Pradhan Mantri Jan-Dhan Yojana (PMJDY) is National Mission for Financial Inclusion to ensure access to financial services, namely, Banking/ Savings & Deposit Accounts, Remittance, Credit, Insurance, Pension in an affordable manner. It will complete its eight year of implementation in August 2022.
Dipa Sinha and Rohit Azad write that while there has been a tremendous increase in the number of bank accounts opened, the data show that the average balance in these accounts is low and a significant proportion of the accounts are inoperative.
They believe that very few people have benefited from the overdraft facility that is supposed to be provided by the accounts under the scheme. Issues of access to banking in rural areas remain.
A Santhosh Mathew writes that the current focus on financial inclusion has opened up solutions to reduce leakages in central and state government schemes. For these solutions to have a sustainable impact, deeper issues in public fund management must be addressed, which revolve around three key challenges:
"first-mile" problems of transferring central and state funds to local implementation agencies in a timely, efficient and transparent manner;
"last-mile" problems of sending benefits to beneficiary or vendor bank accounts without delays; and
"beyond-the-last-mile" challenges of ensuring rural beneficiaries have adequate access to remote banking services.
Shailla Draboo writes that on the question of financial inclusion of the marginalized sections, Digital India has turned out to be an important intervention. However, according to JN Niranjan, the most common barriers to the digital financial inclusion include the non-availability of suitable financial products, lack of skills among the stakeholders to use digital services, infrastructural issues, teething problems between various systems, and low-income consumers who are not able to afford the technology required to access digital services.
Shailla Draboo believes that another challenge to digital financial inclusion arises from the attitude of the stakeholders. For instance, in the case of Jan Dhan bank accounts, the opening of many dormant accounts which never saw actual banking transactions, incurred costs on the institutions, and thus, huge operative costs only proved to be detrimental to the actual objective, Hence all stakeholders need to bear responsibility for allowing the scheme to succeed.
Another major bottleneck faced by Digital India, with respect to financial inclusion, is the heavily dominated cash economy in the country. The data from RBI reveals that cash circulation has increased in 2018 after demonetization. As per a report of the International Labour Organization (ILO), about 81% of the employed persons in India work in the informal sector (ILO 2018). The combination of a huge informal sector along with a high dependence on cash mode of transaction poses an impediment to digital financial inclusion.

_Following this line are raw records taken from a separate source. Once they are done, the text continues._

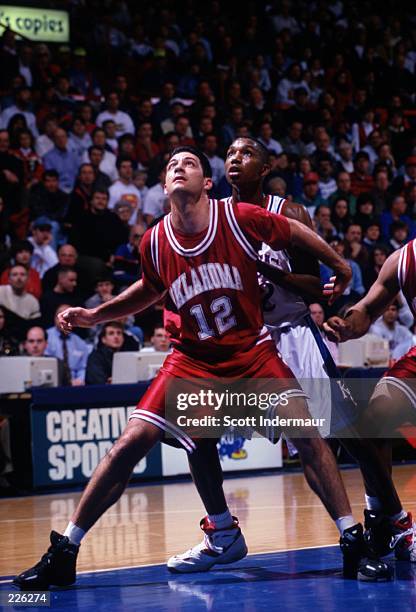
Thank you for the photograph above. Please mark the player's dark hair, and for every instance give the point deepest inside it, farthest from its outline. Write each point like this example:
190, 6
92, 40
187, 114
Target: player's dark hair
206, 166
263, 151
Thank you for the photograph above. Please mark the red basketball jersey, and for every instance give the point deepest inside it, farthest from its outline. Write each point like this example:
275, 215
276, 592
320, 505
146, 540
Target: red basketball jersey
407, 274
212, 278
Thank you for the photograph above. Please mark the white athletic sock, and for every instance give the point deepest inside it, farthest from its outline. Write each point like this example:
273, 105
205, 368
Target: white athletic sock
344, 522
221, 521
372, 503
74, 533
398, 516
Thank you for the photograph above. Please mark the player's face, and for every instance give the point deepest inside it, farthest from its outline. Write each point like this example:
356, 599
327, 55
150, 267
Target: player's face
184, 174
244, 164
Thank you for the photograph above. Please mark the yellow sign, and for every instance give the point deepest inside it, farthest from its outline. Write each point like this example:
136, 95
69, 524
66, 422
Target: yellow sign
41, 25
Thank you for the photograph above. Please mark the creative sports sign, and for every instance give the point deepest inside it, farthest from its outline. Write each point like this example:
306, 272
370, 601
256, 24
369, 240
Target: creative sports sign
41, 25
68, 444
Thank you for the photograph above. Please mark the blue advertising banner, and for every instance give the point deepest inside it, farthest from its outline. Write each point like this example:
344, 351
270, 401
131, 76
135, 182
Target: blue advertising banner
72, 429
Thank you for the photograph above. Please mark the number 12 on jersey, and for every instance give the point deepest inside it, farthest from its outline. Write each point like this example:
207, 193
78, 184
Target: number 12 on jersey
224, 319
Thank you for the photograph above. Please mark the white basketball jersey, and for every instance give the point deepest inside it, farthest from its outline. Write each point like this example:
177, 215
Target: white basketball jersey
281, 308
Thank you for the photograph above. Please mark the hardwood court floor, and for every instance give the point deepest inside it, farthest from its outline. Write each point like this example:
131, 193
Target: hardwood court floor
151, 522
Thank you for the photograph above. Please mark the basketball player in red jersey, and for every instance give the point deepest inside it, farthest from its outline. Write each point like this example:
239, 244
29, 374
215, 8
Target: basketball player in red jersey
291, 275
204, 255
393, 402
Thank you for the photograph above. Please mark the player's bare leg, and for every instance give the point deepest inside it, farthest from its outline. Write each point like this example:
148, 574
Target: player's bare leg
388, 524
58, 565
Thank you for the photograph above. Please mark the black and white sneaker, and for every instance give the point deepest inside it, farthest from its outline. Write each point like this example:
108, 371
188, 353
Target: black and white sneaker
56, 567
357, 564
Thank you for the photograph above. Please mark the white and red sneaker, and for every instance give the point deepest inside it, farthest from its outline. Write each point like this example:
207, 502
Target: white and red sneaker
403, 540
219, 546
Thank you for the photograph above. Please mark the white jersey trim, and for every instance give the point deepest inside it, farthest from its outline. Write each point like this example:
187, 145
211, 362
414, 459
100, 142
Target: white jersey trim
155, 419
205, 242
237, 231
154, 247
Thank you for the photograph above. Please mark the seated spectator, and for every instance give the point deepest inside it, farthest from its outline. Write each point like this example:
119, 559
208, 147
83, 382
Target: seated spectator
127, 268
47, 200
293, 143
399, 231
381, 193
146, 148
25, 151
375, 262
355, 288
355, 248
399, 337
44, 256
361, 179
100, 361
79, 139
21, 106
323, 223
160, 341
156, 202
96, 158
311, 196
372, 236
9, 345
71, 349
340, 216
63, 292
396, 212
210, 148
124, 211
125, 189
365, 211
112, 111
99, 232
81, 196
21, 305
64, 160
318, 316
36, 342
21, 253
327, 184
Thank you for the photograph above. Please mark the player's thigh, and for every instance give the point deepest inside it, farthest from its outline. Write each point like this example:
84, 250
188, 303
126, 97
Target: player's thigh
391, 405
135, 442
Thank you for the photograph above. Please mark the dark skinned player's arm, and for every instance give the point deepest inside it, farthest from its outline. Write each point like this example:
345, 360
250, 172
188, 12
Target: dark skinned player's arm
305, 278
360, 316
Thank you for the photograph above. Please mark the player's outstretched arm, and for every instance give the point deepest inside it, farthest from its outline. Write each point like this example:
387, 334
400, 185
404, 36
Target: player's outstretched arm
306, 239
132, 300
358, 319
304, 279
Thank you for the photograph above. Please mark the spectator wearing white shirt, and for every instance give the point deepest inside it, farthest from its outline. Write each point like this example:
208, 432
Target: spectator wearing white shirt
44, 256
21, 106
45, 142
156, 201
399, 337
125, 189
14, 296
108, 163
210, 147
123, 121
265, 137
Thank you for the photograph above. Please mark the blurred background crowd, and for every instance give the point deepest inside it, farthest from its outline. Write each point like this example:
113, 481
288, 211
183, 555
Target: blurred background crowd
86, 128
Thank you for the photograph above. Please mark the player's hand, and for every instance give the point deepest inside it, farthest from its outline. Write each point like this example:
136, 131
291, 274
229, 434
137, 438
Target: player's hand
75, 317
337, 329
341, 282
328, 289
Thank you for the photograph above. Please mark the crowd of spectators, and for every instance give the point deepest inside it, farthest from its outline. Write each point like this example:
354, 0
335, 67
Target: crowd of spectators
86, 129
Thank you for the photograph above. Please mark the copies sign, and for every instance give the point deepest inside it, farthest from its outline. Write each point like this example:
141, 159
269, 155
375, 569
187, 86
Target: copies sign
41, 25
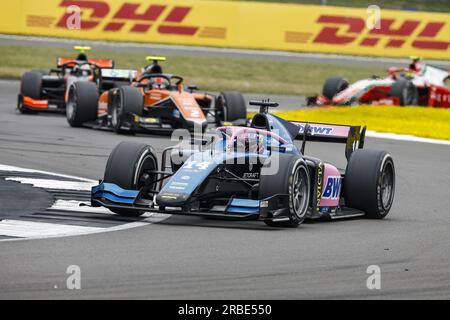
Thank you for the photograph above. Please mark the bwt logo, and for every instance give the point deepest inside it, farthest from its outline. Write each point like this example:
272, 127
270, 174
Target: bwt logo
93, 13
344, 30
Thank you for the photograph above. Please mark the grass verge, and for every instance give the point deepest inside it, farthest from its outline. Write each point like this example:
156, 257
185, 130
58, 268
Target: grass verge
210, 73
417, 121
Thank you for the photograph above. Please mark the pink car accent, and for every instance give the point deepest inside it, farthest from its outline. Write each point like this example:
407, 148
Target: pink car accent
332, 184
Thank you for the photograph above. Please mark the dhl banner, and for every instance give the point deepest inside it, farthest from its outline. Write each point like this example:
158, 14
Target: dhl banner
235, 24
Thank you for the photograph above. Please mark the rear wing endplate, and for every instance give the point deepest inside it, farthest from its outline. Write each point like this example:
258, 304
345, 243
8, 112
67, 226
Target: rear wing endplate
352, 136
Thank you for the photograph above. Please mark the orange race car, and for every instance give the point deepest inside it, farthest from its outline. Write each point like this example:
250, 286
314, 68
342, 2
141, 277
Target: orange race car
48, 90
153, 101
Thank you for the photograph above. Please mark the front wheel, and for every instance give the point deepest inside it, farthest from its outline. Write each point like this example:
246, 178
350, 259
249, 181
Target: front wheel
369, 182
292, 179
130, 166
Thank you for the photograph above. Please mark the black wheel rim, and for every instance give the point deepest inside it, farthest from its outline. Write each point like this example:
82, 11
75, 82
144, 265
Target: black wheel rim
299, 192
387, 185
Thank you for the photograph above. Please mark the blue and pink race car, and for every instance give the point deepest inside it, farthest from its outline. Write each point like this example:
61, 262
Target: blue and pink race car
255, 172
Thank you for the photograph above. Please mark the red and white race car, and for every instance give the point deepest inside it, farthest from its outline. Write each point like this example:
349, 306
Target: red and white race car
419, 84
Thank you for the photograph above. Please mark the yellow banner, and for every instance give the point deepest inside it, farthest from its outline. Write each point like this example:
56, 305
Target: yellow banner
235, 24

There is also a gender dimension to financial inclusion in the country. According to the 2017 Global Findex database, 83% of males above 15 years of age in India held accounts at a financial institution in 2017 compared to 77% females (World Bank 2018). This is attributed to socio-economic factors, including the availability of mobile handset and internet data facility being higher among men than women.
In conclusion, for the success of digital initiatives, there has to be a multidimensional approach through which existing digital platforms, infrastructure, human resources, and policy frameworks are strengthened. More importantly, human resources should be leveraged by skilling and positively engaging with them to achieve the last-mile connectivity of financial institutions.